MySQL 8.0 plan optimization 源碼閱讀筆記
以下基於社區版8.0代碼
預備知識:
MySQL JOIN syntax: https://dev.mysql.com/doc/refman/8.0/en/join.html
Straight join: is similar to
JOIN
, except that the left table is always read before the right table. This can be used for those (few) cases for which the join optimizer processes the tables in a suboptimal order. STRAIGHT_JOIN有兩種用法:一種是加在JOIN處作為INNER JOIN的一種特殊類型hint該join的順序;另一種是加在SELECT處使該select下的所有JOIN都強制為用戶table的join順序,從優化代碼上看該用法與semi-join不可同時存在(Optimize_table_order::optimize_straight_join: DBUG_ASSERT(join->select_lex->sj_nests.is_empty())
join order hint: Join-order hints affect the order in which the optimizer joins tables, including
JOIN_FIXED_ORDER
,JOIN_ORDER
,JOIN_PREFIX
,JOIN_SUFFIX
各種JOIN類型:INNER JOIN, OUTER JOIN, SEMI JOIN, LEFT/RIGHT JOIN, etc.
Materialization(物化): Usually happens in subquery (sometimes known as semi-join). Materialization speeds up query execution by generating a subquery result as a temporary table, normally in memory.
Statistics (統計信息):從存儲獲取表的rowcount、min/max/sum/avg/keyrange等元信息,用於輔助plan優化。
table dependencies: A LEFT JOIN B : B depends on A and A‘s own dependencies。(待確認 DEPEND JOIN語義是否也是由table dependencies關系表示)
table access path: An access path may use either an
index scan
, atable scan
, arange scan
orref
access, known as join type in explain.index scan: 一般index scan指的是二級索引scan (MySQL主鍵索引會帶著data存放)
table scan: 直接掃表
range scan: 對於索引列的一些可能轉化為範圍查詢的條件,MySQL會試圖將其轉化為range scan來減少範圍外無用的scan。單個範圍的range query類似帶range條件下推的index scan或table scan;range query支持抽取出多個範圍查詢。
ref: join field是索引,但不是pk或unique not null 索引
eq_ref: join field是索引且是pk或unique not null索引,意味著對於每個record最多只會join到右表的一行。
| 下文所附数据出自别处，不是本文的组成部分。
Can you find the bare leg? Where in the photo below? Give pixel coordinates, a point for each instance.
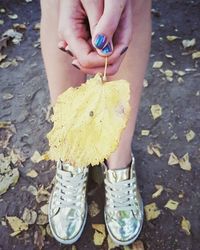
(60, 72)
(133, 69)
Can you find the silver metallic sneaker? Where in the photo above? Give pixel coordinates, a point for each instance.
(67, 205)
(124, 207)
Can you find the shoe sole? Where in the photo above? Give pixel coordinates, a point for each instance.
(71, 241)
(125, 243)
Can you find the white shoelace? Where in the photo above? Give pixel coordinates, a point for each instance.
(69, 189)
(121, 196)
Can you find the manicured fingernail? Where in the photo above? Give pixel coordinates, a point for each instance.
(75, 66)
(100, 41)
(69, 52)
(123, 51)
(107, 49)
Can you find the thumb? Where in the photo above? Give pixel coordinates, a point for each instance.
(107, 25)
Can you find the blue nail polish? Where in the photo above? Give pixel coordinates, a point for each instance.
(100, 41)
(107, 49)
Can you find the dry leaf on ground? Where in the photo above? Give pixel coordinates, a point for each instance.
(173, 159)
(172, 205)
(184, 162)
(156, 111)
(190, 135)
(189, 43)
(99, 234)
(93, 209)
(91, 114)
(172, 38)
(158, 192)
(29, 216)
(151, 211)
(32, 173)
(17, 225)
(185, 225)
(111, 243)
(196, 55)
(138, 245)
(154, 149)
(157, 64)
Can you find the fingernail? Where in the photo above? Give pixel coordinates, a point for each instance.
(107, 49)
(100, 41)
(123, 51)
(75, 66)
(69, 52)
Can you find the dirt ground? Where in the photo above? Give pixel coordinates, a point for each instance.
(179, 97)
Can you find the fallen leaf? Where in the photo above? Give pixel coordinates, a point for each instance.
(2, 57)
(188, 43)
(138, 245)
(156, 111)
(20, 26)
(99, 235)
(185, 225)
(172, 38)
(17, 225)
(145, 132)
(157, 64)
(42, 219)
(8, 96)
(39, 237)
(42, 195)
(154, 149)
(32, 174)
(151, 211)
(111, 243)
(184, 162)
(78, 126)
(190, 135)
(44, 209)
(93, 209)
(158, 192)
(196, 55)
(15, 35)
(29, 216)
(173, 159)
(172, 205)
MySQL源碼中JOIN對象的tables的存放layout(參考註釋,單看變量名有歧義):
/** Before plan has been created, "tables" denote number of input tables in the query block and "primary_tables" is equal to "tables". After plan has been created (after JOIN::get_best_combination()), the JOIN_TAB objects are enumerated as follows: - "tables" gives the total number of allocated JOIN_TAB objects - "primary_tables" gives the number of input tables, including materialized temporary tables from semi-join operation. - "const_tables" are those tables among primary_tables that are detected to be constant. - "tmp_tables" is 0, 1 or 2 (more if windows) and counts the maximum possible number of intermediate tables in post-processing (ie sorting and duplicate removal). Later, tmp_tables will be adjusted to the correct number of intermediate tables, @see JOIN::make_tmp_tables_info. - The remaining tables (ie. tables - primary_tables - tmp_tables) are input tables to materialized semi-join operations. The tables are ordered as follows in the join_tab array: 1. const primary table 2. non-const primary tables 3. intermediate sort/group tables 4. possible holes in array 5. semi-joined tables used with materialization strategy */ uint tables; ///< Total number of tables in query block uint primary_tables; ///< Number of primary input tables in query block uint const_tables; ///< Number of primary tables deemed constant uint tmp_tables; ///< Number of temporary tables used by query
源碼剖析
Join表示一個query的join plan,同時也作為plan的context流轉(因此在para query等一些優化實現中,並行查詢裏除了最上層的父查詢有實際優化的價值外,Join起的作用更像一個context)。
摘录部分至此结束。